Another classic G. George Ostrom column...
Very few teachers in grade, high, or colleges save their student’s class reports but Richard Lederer began doing that many years ago and maybe he has earned more money from his columns and books than from teaching school. Two books are called “Anguished English.” Several years ago before Lederer got famous, a friend mailed a sample of his stuff. Enjoyed it immensely so when I found some in files this week, decided to share.
This piece is called, “The World According to Student Bloopers” compiled by Lederer while teaching at St Paul’s School.
One of the fringe benefits of being an English or history teacher is receiving the occasional jewel of a student blooper in an essay. I have pasted together the following “history” of the world from certifiably genuine student bloopers collected by teachers throughout the United States, from eighth grade through college level. Read carefully, and you will learn a lot.
The inhabitants of Egypt were called mummies. The lived in the Sarah Dessert and traveled by Camelot.
The Bible is full of interesting caricatures. In the first book of the Bible, Guinesses, Adam and Eve were created from an apple tree. One of their children, Cain, once asked, “Am I my brother’s son?” God asked Abraham to sacrifice Isaac on Mount Montezuma. Jacob was a patriarch who brought up his twelve sons to be patriarchs, but they did not take to it. One of Jacob’s sons, Joseph, gave refuse to the Israelites.
Pharaoh forced the Hebrew slaves to make bread without straw. Moses led them to the Red Sea, where they made unleavened bread, which is bread made without any ingredients. Afterwards, Moses went up on Mount Cyanide to get the ten commandments. David was a Hebrew king skilled at playing the liar. He fought with the Philatelists, a race of people who lived in Biblical times. Solomon, one of David’s sons had 500 wives and 500 porcupines.
Without the Greeks we wouldn’t have history. The Greeks invented three kinds of columns- Corinthian, Doric and Ironic. They also had myths. A myth is a female moth. One myth says that the mother of Achilles dipped him in the River Stynx until he became intolerable. Achilles appears in the Illiad, by Homer. Homer also wrote the Oddity, in which Penelope was the last hardship that Ulysesses endured on his journey. Actually, Homer was not written by Homer but by another man of that name.

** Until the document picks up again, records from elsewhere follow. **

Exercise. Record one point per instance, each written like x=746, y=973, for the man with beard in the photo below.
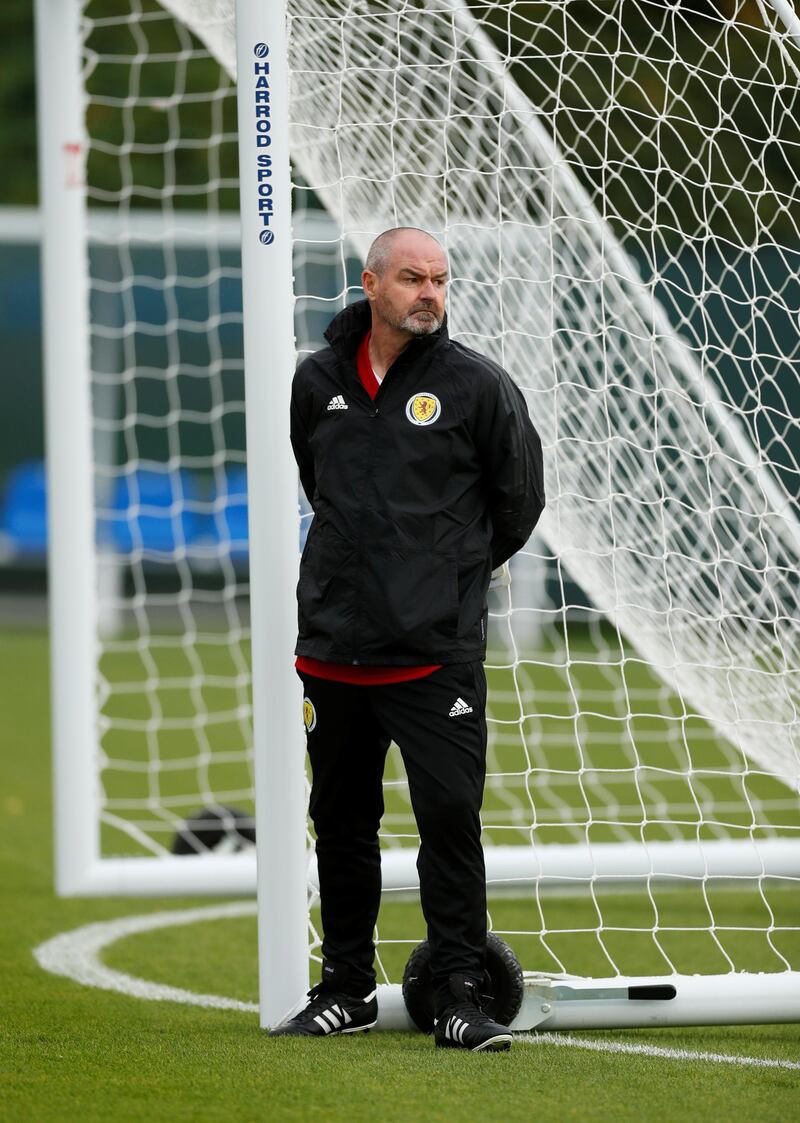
x=424, y=472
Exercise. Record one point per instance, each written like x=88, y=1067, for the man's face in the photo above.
x=409, y=295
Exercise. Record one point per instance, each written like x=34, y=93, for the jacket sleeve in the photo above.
x=299, y=420
x=510, y=450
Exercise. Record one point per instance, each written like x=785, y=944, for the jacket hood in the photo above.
x=347, y=329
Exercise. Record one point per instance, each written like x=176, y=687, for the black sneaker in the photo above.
x=330, y=1010
x=462, y=1024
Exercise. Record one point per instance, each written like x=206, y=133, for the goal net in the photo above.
x=616, y=188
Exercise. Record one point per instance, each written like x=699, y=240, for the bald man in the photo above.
x=424, y=473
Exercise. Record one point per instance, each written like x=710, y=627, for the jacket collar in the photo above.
x=347, y=329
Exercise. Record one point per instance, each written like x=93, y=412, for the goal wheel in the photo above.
x=503, y=983
x=224, y=830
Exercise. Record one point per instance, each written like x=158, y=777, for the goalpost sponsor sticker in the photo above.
x=263, y=139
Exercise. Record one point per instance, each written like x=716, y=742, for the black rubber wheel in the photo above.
x=503, y=984
x=215, y=828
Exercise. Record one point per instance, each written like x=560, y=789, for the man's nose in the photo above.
x=427, y=292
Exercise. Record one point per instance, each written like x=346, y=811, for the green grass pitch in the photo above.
x=72, y=1052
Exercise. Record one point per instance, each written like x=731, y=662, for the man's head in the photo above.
x=405, y=280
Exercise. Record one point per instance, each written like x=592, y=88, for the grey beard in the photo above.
x=417, y=328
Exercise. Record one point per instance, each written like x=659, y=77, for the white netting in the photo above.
x=616, y=185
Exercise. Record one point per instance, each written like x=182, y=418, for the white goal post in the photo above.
x=644, y=710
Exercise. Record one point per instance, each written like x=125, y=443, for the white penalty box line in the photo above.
x=76, y=955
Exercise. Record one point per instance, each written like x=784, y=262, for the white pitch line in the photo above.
x=76, y=956
x=627, y=1047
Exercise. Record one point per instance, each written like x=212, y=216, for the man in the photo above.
x=425, y=474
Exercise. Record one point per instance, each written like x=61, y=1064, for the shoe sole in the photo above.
x=355, y=1029
x=499, y=1043
x=334, y=1033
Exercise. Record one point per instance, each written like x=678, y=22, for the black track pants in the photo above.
x=350, y=729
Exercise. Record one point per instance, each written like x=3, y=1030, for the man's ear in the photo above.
x=367, y=283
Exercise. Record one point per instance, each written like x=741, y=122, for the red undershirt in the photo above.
x=345, y=672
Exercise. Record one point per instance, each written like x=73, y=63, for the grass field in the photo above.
x=74, y=1052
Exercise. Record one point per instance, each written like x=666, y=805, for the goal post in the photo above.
x=626, y=246
x=269, y=337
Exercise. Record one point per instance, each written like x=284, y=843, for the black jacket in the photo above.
x=416, y=498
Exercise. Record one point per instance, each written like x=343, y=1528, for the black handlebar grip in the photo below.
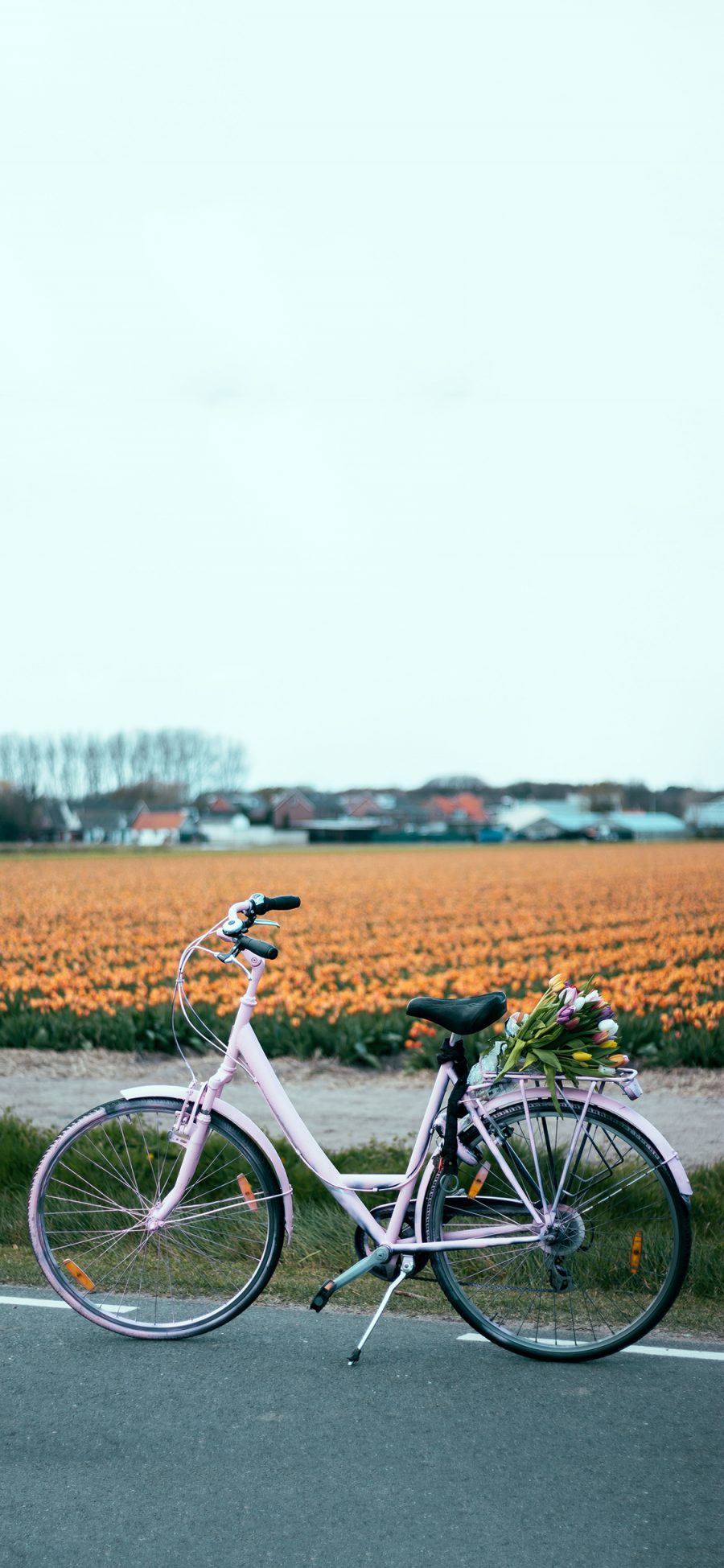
x=261, y=949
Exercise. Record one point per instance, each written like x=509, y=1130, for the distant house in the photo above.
x=57, y=822
x=458, y=809
x=646, y=825
x=223, y=829
x=342, y=829
x=152, y=829
x=461, y=816
x=547, y=819
x=297, y=808
x=707, y=819
x=104, y=824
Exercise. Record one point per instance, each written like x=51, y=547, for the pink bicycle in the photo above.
x=557, y=1233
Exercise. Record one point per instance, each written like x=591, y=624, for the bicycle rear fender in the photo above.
x=577, y=1097
x=243, y=1123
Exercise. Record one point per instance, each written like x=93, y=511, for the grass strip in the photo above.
x=323, y=1236
x=361, y=1040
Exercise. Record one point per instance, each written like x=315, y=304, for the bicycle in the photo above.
x=162, y=1214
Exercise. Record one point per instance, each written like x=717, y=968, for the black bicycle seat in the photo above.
x=463, y=1014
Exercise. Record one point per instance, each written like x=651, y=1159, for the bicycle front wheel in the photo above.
x=208, y=1261
x=610, y=1266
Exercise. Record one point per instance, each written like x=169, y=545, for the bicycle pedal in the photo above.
x=322, y=1295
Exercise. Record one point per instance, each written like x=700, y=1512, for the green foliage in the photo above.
x=360, y=1040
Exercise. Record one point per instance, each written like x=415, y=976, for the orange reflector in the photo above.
x=246, y=1192
x=636, y=1250
x=79, y=1274
x=479, y=1179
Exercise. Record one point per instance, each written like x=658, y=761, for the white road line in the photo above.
x=629, y=1351
x=31, y=1300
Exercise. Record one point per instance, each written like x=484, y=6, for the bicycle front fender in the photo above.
x=243, y=1123
x=626, y=1113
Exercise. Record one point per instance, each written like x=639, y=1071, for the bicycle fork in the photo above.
x=191, y=1130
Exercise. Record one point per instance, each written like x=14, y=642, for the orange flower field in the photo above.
x=101, y=933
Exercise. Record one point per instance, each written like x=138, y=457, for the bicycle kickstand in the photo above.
x=405, y=1270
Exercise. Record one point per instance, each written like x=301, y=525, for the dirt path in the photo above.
x=343, y=1106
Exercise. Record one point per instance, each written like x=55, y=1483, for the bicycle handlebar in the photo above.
x=261, y=949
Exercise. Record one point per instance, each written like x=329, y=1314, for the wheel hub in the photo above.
x=565, y=1234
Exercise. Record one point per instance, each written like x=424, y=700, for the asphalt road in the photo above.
x=259, y=1445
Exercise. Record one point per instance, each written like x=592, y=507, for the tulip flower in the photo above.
x=608, y=1027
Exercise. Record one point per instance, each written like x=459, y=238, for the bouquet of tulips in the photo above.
x=570, y=1031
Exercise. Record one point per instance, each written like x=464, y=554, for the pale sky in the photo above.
x=361, y=381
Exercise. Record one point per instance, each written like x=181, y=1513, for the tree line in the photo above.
x=74, y=766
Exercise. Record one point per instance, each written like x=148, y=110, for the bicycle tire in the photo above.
x=668, y=1201
x=87, y=1216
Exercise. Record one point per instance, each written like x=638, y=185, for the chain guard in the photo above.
x=364, y=1244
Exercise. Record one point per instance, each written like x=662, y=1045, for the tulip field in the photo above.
x=90, y=941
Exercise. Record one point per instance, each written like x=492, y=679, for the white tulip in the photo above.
x=608, y=1027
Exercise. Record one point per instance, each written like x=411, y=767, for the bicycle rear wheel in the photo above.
x=211, y=1258
x=608, y=1272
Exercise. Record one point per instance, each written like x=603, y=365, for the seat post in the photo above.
x=453, y=1051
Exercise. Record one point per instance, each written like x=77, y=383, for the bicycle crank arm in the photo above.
x=381, y=1255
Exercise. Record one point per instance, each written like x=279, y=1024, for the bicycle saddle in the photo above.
x=461, y=1014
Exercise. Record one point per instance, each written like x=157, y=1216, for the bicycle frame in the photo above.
x=245, y=1049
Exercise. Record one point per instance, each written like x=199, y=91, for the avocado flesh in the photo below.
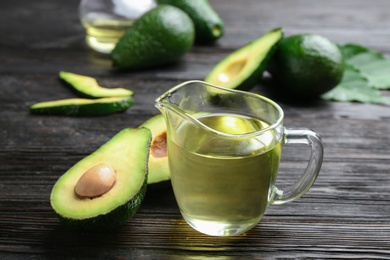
x=159, y=37
x=89, y=87
x=243, y=68
x=208, y=25
x=127, y=153
x=158, y=158
x=83, y=107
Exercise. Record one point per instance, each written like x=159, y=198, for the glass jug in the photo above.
x=105, y=21
x=224, y=148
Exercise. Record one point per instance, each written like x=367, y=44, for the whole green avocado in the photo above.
x=161, y=36
x=208, y=25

Socrates was a famous Greek teacher who went around giving people advice. They killed him. Socrates died from an overdose of wedlock. The government of Athens was democratic because people took the law into their own hands. When the Greeks fought with the Persians, the Greeks were outnumbered because the Persians had more men.
Julius Caesar extinguished himself on the battlefields of Gaul. The Ides of March murdered him because they thought he was going to be made king. Nero was a cruel tyranny who would torture his poor subjects by playing the fiddle to them.
Then came the Middle Ages. King Alfred conquered the Dames. King Arthur lived in the Age of Shivery. King Harold mustarded his troops before the Battle of Hastings, Joan of Arc was canonized by Bernard Shaw, and victims of the Black Death grew boobs on their necks.
Finally, Magna Carta provided that no free man should be hanged twice for the same offense.
The Renaissance was an age in which more individuals felt the value of their human being. Martin Luther was nailed to the church door at Wittenberg for selling papal indulgences.
He died a horrible death, being excommunicated by a bull. It was Donatello’s interest in the female nude that made him the father of the Renaissance.
It was an age of great inventions and discoveries. Gutenberg invented the Bible. Sir Walter Raleigh is a historical figure because he invented cigarettes. Another invention was the circulation of blood. Sir Francis Drake circumcised the world with a 100-foot clipper.